Apesar da medida, a Uber reforçou que não está abandonando o uso de inteligência artificial, mas criando uma camada de governança sobre uma tecnologia que, até pouco tempo, era tratada quase como recurso ilimitado dentro da companhia. Esse tipo de regra tende a mudar o comportamento das equipes internas, já que desenvolvedores passam a avaliar com mais cuidado quando o uso de uma ferramenta de IA realmente agrega valor ao trabalho e quando está sendo usado apenas por conveniência. A expectativa é manter a adoção em escala, mas de forma mais consciente.
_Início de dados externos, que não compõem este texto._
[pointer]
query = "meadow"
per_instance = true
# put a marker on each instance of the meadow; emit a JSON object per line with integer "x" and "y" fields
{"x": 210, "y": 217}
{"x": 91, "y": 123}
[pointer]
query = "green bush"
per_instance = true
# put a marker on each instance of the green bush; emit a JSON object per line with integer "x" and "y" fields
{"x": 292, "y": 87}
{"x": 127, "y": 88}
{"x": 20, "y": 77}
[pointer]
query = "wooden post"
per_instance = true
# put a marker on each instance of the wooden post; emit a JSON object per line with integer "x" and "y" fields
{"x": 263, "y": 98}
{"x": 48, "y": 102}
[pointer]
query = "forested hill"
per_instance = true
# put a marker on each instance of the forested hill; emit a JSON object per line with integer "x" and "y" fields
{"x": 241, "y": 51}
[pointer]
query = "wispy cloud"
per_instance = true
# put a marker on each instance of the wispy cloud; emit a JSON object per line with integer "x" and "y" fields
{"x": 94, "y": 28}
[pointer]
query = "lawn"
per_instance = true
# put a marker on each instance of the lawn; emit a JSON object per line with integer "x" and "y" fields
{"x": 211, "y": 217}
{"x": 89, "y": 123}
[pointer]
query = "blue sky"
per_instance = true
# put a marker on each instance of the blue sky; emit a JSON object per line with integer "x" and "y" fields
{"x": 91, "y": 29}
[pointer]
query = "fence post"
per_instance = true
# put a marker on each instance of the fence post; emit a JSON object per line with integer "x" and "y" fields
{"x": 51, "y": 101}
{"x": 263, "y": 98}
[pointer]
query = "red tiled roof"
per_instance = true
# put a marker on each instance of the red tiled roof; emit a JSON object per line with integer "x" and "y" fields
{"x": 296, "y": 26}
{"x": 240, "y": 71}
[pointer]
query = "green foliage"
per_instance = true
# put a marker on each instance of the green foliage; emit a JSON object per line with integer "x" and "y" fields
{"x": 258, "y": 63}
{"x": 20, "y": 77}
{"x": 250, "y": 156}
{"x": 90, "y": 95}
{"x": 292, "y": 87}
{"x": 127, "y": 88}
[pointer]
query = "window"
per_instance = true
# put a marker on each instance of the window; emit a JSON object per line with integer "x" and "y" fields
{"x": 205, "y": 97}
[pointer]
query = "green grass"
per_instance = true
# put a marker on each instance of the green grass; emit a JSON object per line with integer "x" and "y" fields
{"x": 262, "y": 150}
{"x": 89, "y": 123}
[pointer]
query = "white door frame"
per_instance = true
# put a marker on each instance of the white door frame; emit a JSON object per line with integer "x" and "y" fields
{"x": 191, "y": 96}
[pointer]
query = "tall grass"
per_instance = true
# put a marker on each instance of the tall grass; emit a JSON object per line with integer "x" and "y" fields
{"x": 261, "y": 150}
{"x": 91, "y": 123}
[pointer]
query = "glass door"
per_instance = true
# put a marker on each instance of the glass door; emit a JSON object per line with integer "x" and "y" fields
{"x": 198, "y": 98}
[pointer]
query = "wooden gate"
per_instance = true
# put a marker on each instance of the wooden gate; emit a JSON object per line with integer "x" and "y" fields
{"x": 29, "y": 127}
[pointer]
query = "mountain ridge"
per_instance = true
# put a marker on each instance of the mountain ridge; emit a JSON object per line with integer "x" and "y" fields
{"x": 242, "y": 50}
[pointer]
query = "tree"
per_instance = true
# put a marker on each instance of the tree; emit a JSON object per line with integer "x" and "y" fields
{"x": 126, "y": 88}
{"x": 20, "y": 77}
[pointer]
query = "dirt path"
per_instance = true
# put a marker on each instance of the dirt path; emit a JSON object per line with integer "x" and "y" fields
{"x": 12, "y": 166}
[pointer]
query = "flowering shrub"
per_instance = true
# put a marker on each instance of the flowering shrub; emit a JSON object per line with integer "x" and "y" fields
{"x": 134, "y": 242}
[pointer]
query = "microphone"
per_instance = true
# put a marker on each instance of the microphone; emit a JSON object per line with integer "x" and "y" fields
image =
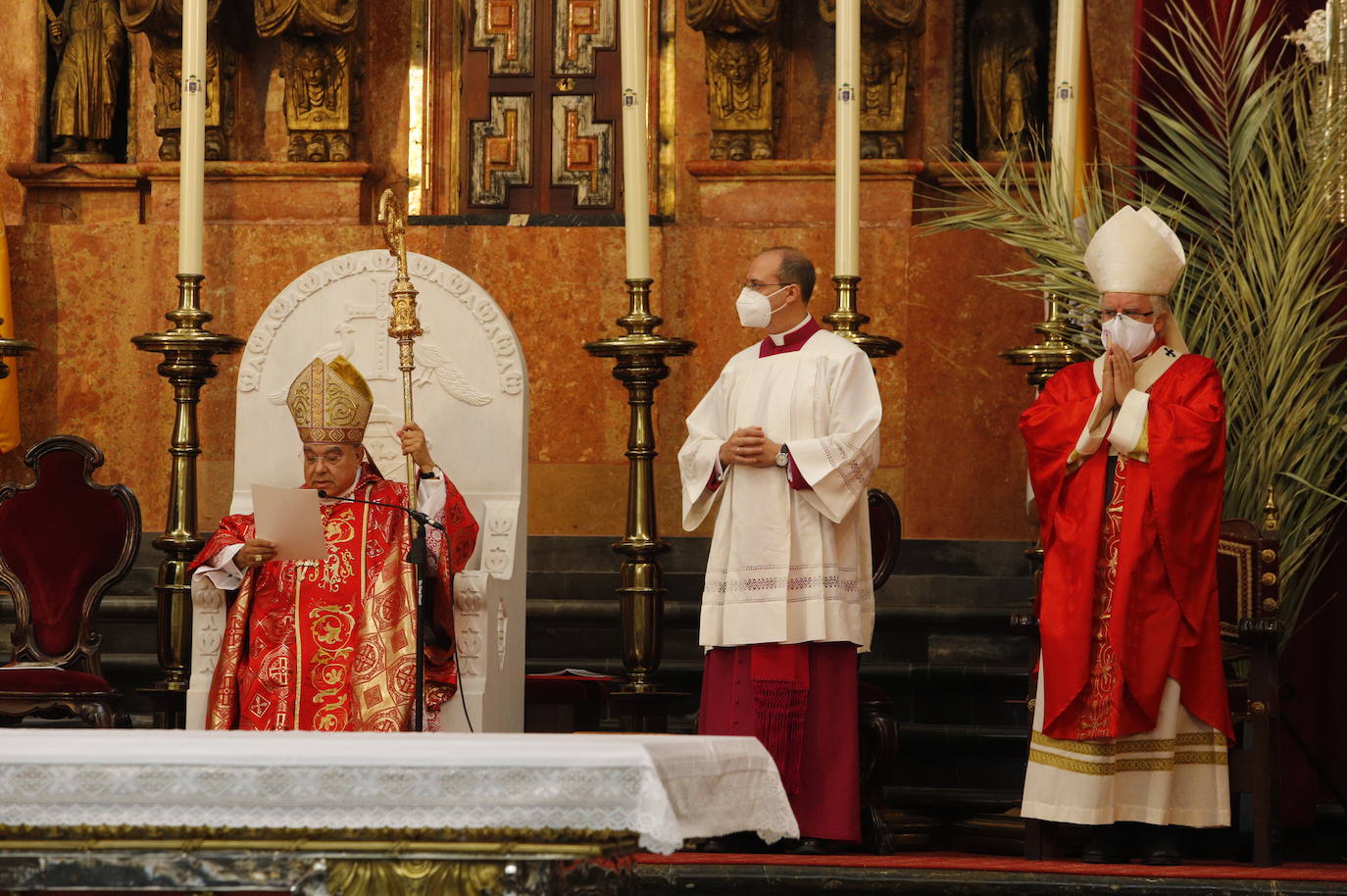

O que o caso Uber revela para outras empresas que usam IA
O movimento da Uber não é isolado. Segundo a Exame, outras companhias também começaram a adotar mecanismos semelhantes de controle de gastos à medida que ferramentas de inteligência artificial se tornam parte da rotina corporativa em áreas como desenvolvimento de software, atendimento ao cliente, marketing e jurídico. Esse movimento sugere que o mercado está entrando em uma fase mais madura na relação com a tecnologia, deixando de lado a euforia inicial para conviver com limites de gastos, aprovações internas e perguntas mais objetivas sobre custo-benefício. Para empresas brasileiras que expandem o uso de IA, o episódio funciona como alerta sobre a importância de medir resultados desde o início da adoção.
O desafio, segundo especialistas que acompanham o tema, está em encontrar equilíbrio entre controlar custos e não travar a inovação. Limites excessivos podem reduzir a experimentação necessária para que equipes descubram os melhores usos da inteligência artificial em cada negócio, enquanto a ausência de controle pode levar orçamentos a estourarem, como aconteceu com a Uber. A tendência apontada pela reportagem é que a próxima fase da corrida pela IA nas empresas seja menos sobre quem adota a tecnologia primeiro e mais sobre quem consegue comprovar, com dados concretos, que o investimento se traduz em produtividade e resultado financeiro.
O caso da Uber ilustra um momento de transição na forma como as empresas lidam com a inteligência artificial. Depois de uma fase inicial marcada por adoção acelerada e gastos pouco monitorados, companhias de diferentes setores começam a tratar essas ferramentas como parte do orçamento real, sujeitas a metas, limites e prestação de contas como qualquer outro investimento estratégico. Para gestores brasileiros, a lição prática é clara: acompanhar de perto o consumo de ferramentas de IA, definir critérios de uso e medir resultados desde o primeiro mês de adoção pode evitar que o entusiasmo tecnológico se transforme em um problema financeiro inesperado mais adiante.